Negara (ANTARA News) - Sebuah gundukan di tengah laut yang memisahkan Pulau Jawa dengan Bali masih misterius, dan nelayan Desa Pengambengan, Bali, menyebutnya sebagai takat deken atau perairan penuh karang yang dangkal, tapi ada yang mengira itu gunung.

Dari cerita beberapa nelayan, di lokasi gundukan itu meski berada di tengah laut, saat air surut ketinggian airnya bisa hanya sebetis.

Tapi gundukan yang bila ditempuh dari Pengambengan memakan waktu 2 sampai 3 jam itu juga memunculkan kecemasan bagi warga. Mereka khawatir gundukan itu adalah gunung berapi.

Saihu, salah satu warga Desa Pengambengan mengatakan, banyak warga yang menduga jika gundukan itu adalah gunung.

Dugaan tersebut muncul karena bentuk gundukan tersebut mengerucut seperti pucuk gunung. Perairan yang dangkal itu kira-kira seluas 1 hektare.

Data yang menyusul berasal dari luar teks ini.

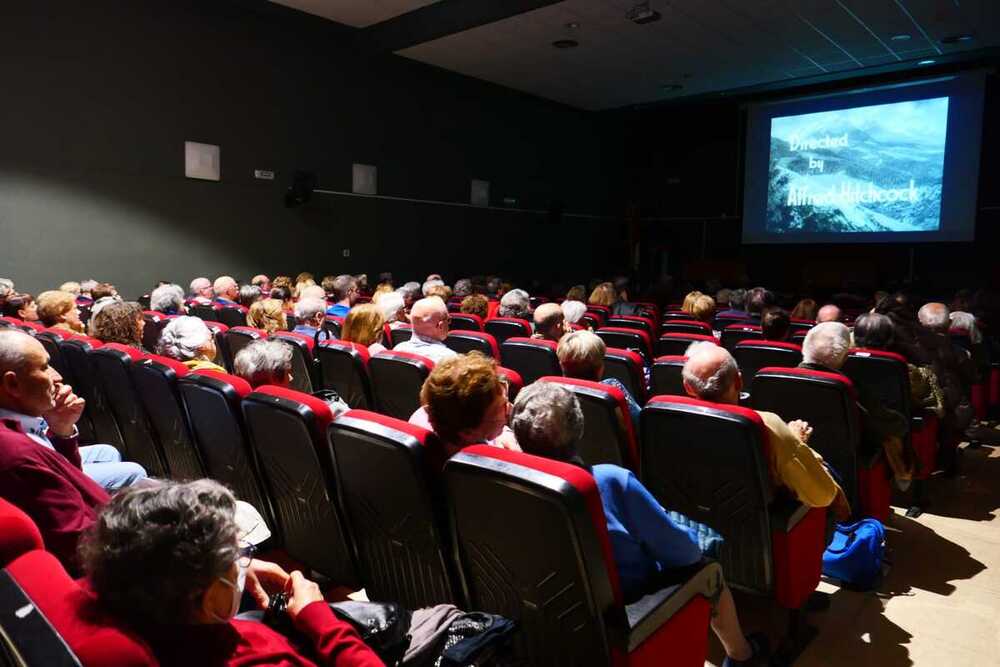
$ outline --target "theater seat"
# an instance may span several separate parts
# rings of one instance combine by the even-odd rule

Hanya bagian itu yang dangkal, sementara di sekitarnya merupakan perairan dalam. "Pernah ada nelayan yang coba mengukurnya dengan tali sepanjang 100 meter tapi tidak mencukupi untuk sampai ke dasar," kata Saihu.

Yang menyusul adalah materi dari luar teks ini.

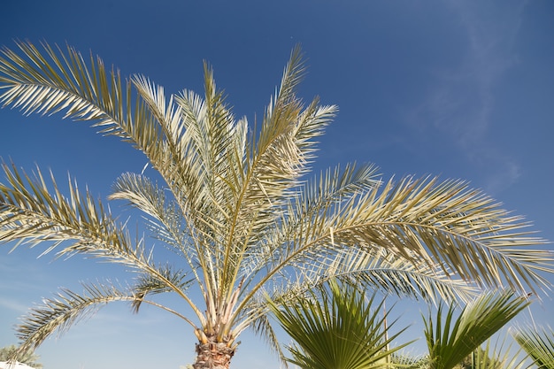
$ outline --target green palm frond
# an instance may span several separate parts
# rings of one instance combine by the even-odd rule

Meski sampai saat ini gundukan itu tidak menunjukkan aktivitas sebagai gunung berapi, belakangan mereka khawatir ketika banyak gunung berapi di tanah air aktivitasnya meningkat, bahkan Merapi dan Krakatau sudah meletus.

Menurut Saihu, kekhawatiran paling besar dirasakan beberapa warga yang yakin gundukan itu adalah gunung. "Beberapa warga bilang, kalau takat deken itu meletus bisa habis Pengambengan ini," ujar Saihu.

Meski banyak mendengar dugaan tetangganya tentang takat deken sebagai gunung berapi, Saihu sendiri belum sepenuhnya yakin.

"Saya sendiri antara percaya dan tidak, tapi banyak orang-orang tua yang percaya gundukan itu gunung," katanya.

Sebagai warga masyarakat, Saihu minta pemerintah meneliti dan memberikan penjelasan kepada warga, apa sebenarnya gundukan tersebut.

"Kalau memang itu hanya semacam karang atau pun bukit di bawah laut, kami bisa tenang. Tapi kalau benar-benar gunung, kami juga bisa hati-hati. Pemerintah harus memberikan penjelasan biar warga tidak menduga yang bukan-bukan," jelas Saihu.